Here is the link to the Archive:  http://www.janetneuhauser.com/thepinholeprojectgallery/

The Pinhole Project Continues

The Pinhole Project Continues

solisticetosolstice

I am happy to post this solstice to solstice pinhole image done with two cameras outside my front door.  One faced due west, the other due south;  they were placed at right angles to each other.  I put them up on the winter solstice, which was December 21st and took them down on the evening of the summer solstice, June 21st.  They were placed under an overhang, on our little patio, covered from the wind and rain of the Pacific Northwest winter.  About mid-April my neighbor put up the umbrella that covers our summer table.  It is odd that this large umbrella, which sways in the wind, did not register on either of the images.  If you look closely at the left hand image (which faced south) you can see the pinhole camera that is exposing toward the west.  You can also see the domed base of the umbrella stand which was moved only once over the six month period.  The trails of the sun across the sky are, as always, miraculous.  The colors are vibrant and mysterious. The west facing camera, whether it had more heat exposure or not, recorded the some of sun trails  as yellow and much more pinks and magentas were recorded as well. I do not understand why these colors are recording on the black and white enlarging paper.  The negatives expose directly onto the BW enlarging paper, and  are not enhanced in Photoshop after the  scan.  The colors and the light are perhaps my two most favorite  things about this process.  That and the fact that these images are made in simple breath mint cans with pinholes hand drilled  in brass shim stock.  We live in a wonderful age of photography where such a simple image can live in digital media!

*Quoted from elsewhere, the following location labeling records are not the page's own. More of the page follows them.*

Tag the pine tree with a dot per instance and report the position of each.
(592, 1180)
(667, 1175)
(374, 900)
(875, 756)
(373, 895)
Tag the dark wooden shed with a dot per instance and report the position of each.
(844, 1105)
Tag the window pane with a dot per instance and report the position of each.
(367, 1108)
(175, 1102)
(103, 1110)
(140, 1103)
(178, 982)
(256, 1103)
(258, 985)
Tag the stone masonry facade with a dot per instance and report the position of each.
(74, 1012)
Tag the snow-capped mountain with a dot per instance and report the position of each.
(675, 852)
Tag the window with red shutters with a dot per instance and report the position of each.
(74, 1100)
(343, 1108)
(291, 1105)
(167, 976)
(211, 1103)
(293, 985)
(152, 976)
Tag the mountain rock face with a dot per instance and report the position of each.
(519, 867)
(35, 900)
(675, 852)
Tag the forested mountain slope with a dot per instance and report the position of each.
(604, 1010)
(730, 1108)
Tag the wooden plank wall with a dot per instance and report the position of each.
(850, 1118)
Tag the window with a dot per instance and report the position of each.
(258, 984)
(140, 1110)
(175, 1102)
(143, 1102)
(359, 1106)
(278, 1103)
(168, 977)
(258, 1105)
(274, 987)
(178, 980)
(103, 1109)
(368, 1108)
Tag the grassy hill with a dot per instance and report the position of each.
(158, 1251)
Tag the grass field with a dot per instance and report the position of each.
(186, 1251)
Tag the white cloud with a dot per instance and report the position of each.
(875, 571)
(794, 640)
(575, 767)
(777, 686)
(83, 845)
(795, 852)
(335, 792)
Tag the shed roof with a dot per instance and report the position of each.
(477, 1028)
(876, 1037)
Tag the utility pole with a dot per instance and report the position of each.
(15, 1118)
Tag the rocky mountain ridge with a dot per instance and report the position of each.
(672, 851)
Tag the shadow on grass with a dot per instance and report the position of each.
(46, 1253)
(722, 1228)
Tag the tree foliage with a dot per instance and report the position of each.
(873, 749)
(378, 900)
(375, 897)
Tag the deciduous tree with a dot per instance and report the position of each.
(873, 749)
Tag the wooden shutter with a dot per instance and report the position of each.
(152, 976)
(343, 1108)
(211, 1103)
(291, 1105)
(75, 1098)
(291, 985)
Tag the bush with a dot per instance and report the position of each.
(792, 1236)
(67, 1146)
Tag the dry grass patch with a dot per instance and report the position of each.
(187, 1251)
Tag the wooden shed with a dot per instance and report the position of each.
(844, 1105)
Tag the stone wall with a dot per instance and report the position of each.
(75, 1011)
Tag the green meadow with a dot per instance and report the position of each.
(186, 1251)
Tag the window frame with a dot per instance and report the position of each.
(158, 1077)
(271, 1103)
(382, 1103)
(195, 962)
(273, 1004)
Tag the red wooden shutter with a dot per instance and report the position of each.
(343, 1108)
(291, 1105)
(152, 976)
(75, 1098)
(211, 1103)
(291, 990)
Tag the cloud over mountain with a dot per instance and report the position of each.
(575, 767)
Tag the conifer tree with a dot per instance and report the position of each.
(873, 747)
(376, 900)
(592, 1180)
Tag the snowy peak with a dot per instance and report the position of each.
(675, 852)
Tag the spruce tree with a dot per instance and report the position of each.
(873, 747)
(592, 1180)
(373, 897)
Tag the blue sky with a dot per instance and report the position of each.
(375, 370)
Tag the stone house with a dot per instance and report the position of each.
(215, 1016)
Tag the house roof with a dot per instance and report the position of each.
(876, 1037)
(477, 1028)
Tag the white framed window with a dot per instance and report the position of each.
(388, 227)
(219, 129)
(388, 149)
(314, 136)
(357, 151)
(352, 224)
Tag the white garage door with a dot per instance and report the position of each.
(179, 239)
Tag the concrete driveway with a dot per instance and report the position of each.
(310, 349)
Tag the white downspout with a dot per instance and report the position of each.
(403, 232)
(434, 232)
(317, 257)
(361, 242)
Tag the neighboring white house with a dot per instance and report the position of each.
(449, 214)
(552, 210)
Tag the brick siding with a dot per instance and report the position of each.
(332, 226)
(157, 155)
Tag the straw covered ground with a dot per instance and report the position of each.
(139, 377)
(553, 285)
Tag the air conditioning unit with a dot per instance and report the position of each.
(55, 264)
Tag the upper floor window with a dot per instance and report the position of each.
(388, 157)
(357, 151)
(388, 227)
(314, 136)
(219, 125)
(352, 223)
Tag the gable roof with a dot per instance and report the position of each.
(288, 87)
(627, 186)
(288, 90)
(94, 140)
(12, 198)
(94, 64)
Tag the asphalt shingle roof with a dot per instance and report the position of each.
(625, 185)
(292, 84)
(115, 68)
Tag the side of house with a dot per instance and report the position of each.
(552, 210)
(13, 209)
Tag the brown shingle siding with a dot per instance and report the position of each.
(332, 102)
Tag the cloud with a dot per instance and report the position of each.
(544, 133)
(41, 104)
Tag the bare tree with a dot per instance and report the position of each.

An Eighty-One Day Exposure

An Eighty-One Day Exposure

Today when I got to work at Bainbridge High School, I found the pinhole camera the students and I  had put out on 12.21.2012  intending to leave it up  until 6.21.2013, solstice to solstice.  At some point, the camera  fell off the wall.  The tape and metal were both wet, the pinhole rusty and face up in the newly mowed grass.  I could feel water sloshing inside.  But scanned!  The 81 day exposure revealed  a vast trail of the sun rising and setting, forming an ever larger arc across the sky, incredibly beautiful.  I am positive that vivid sun trail did not exist in reality, that such brilliant light was not visible to me as I went to work five days a week for those 81 days.  Tomorrow,  we hang up another camera in the same spot and hope it makes it to the solstice.  Here are a couple more long exposures and the featured image is our first very long exposure, the one I talked about.

The first image is by Maggie Miller, the second image by Nicole Mingo.